Children's reactions to parental divorce are related to how parents inform them of their decision. Because of this, it is important for parents to think carefully about how they will tell their children and what they will tell them. When possible, the entire family should meet together so that both parents can answer children’s questions. This strategy may also help parents to avoid blaming each other for the divorce.

Remember that divorce is confusing for children. When you first talk with children, limit your discussion to the most important and most immediate issues. Children can become confused if they are given too much information at once. Children need to hear that their basic needs will be met, that someone will still fix breakfast in the morning, help them with their homework, and tuck them into bed at night.
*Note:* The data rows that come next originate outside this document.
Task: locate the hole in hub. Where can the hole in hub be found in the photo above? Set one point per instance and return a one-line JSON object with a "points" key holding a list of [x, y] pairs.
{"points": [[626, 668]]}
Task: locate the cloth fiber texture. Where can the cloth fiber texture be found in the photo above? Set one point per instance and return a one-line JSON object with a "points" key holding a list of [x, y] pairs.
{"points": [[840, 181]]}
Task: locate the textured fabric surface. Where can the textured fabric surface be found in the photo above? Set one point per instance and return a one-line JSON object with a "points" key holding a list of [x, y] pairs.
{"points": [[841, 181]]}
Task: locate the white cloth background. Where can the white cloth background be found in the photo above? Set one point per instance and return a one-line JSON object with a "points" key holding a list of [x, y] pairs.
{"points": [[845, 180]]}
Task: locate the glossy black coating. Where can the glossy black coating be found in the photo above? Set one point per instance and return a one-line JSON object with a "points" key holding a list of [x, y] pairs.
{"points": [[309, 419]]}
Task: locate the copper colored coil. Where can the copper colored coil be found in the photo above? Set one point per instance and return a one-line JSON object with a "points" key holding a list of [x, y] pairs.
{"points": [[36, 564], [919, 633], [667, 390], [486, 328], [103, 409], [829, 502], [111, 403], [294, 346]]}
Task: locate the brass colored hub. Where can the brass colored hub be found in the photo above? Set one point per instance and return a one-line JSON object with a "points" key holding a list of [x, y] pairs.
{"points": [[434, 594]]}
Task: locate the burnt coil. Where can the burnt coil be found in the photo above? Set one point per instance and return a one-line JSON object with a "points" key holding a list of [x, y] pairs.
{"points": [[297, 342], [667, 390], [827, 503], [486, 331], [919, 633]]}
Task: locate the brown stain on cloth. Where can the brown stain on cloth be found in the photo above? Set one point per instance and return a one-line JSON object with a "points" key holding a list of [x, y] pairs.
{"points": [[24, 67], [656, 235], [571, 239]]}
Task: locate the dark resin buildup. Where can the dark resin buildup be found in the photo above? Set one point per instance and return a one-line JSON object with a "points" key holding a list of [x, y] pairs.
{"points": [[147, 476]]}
Children also need to know that their relationship with BOTH parents will continue, if possible. In the face of so many changes, children also need to hear what will remain the same. Parents can reassure their children through words and actions that their love will continue despite the changes in routine family life. During these family discussions, it is important for parents to tell children that the divorce is final and avoid giving children false hopes that the parents will reunite. Parents can also use this time to tell children that the divorce is not their fault. Many children believe that the divorce is a result of something that they did. Even younger children who seem to have no understanding of what is going on may need extra reassurance during this time. For instance, when asked why parents divorce, some children may explain that parents are divorcing because the children misbehaved or received bad grades in school. Children need repeated reassurance from parents that they are not responsible for the divorce.
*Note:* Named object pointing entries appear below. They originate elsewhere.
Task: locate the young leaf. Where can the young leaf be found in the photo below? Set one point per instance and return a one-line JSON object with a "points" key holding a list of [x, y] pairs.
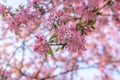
{"points": [[50, 51]]}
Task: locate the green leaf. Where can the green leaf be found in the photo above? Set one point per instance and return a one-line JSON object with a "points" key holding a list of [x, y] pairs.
{"points": [[21, 6], [91, 22], [50, 51], [99, 13]]}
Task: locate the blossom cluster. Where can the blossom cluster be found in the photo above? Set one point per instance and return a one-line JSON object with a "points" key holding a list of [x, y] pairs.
{"points": [[70, 20]]}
As children are dependant on parents for their feelings of security, it is a parent's responsibility to seek support and guidance for themself so that they are better able to help children adjust to the changes that divorce brings. With the right support from both parents, children can in the long term still experience a secure and loving family experience.

* Explain the reasons for the divorce in simple terms in a way that reassures the child that they are not in any way to blame

* Be aware of managing your own fears and sadness. It is not your child's role to make you feel better. Rather you need to maintain the responsible parent role and allow them to experience as stress-free a childhood as possible. Do not be afraid to seek professional help if necessary or ask family and friends for support

* Remember to ask children about their fears and concerns. Encourage open communication, listen to your child and help them to identify what they are feeling. Take your children's concerns seriously and LISTEN to what they say. Children need to know that parents recognize the impact of divorce on children's lives. By listening to children's thoughts and feelings about the divorce, parents demonstrate their ongoing care and concern. Realize that feelings of loss and anger are typical. You can't change your child's feelings, but it is important to let your child know you understand them. For example, “I know you must be really sad that you can't see your dad today.”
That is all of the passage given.